In his teleconference this afternoon, Thompson said he had told White House Chief of Staff Andrew Card about a year ago that he was thinking of resigning, but Card asked him to stay on for the rest of President Bush's first term. He said he agreed to stay but made it clear he would probably leave after that. Today Thompson said he would stay until Feb 4, 2005, or until his successor is confirmed.

When he was asked what he considered his major achievements at HHS, Thompson cited the rebuilding of the public health infrastructure at the state and federal levels as third on the list. For his top two accomplishments, he cited the overhaul of Medicare, with the prescription drug benefit for seniors, followed by efforts to raise people's awareness of the need for a healthy lifestyle.

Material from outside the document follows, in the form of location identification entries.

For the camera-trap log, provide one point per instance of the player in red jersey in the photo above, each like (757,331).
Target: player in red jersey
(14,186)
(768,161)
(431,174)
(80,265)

Last April HHS officials said that federal spending for public health preparedness and biodefense had increased from $294 million in 2001 to $5.2 billion in fiscal year 2004, a 17-fold jump.

The secretary also mentioned bioterrorism preparedness efforts in his prepared announcement. "From the day I arrived, we spoke of the need to better prepare for bioterrorism, and together we helped this nation weather the first biological attack on its people with the anthrax letters," he said in a reference to the anthrax attacks in the fall of 2001.

"We expanded our cache of smallpox vaccine, so we can now protect every man, woman, and child if this vicious disease were to return," he added. He said the government has stockpiled more than 400 million doses of the vaccine.

In other comments today, Thompson said the nation may need an agency independent of the Food and Drug Administration to monitor the safety of drugs after they are on the market. He also expressed a hope that Congress will consider requiring food supplement manufacturers to demonstrate the safety of their products before they can be sold, instead of putting the burden on government to prove that a product is unsafe before it can be removed from the market.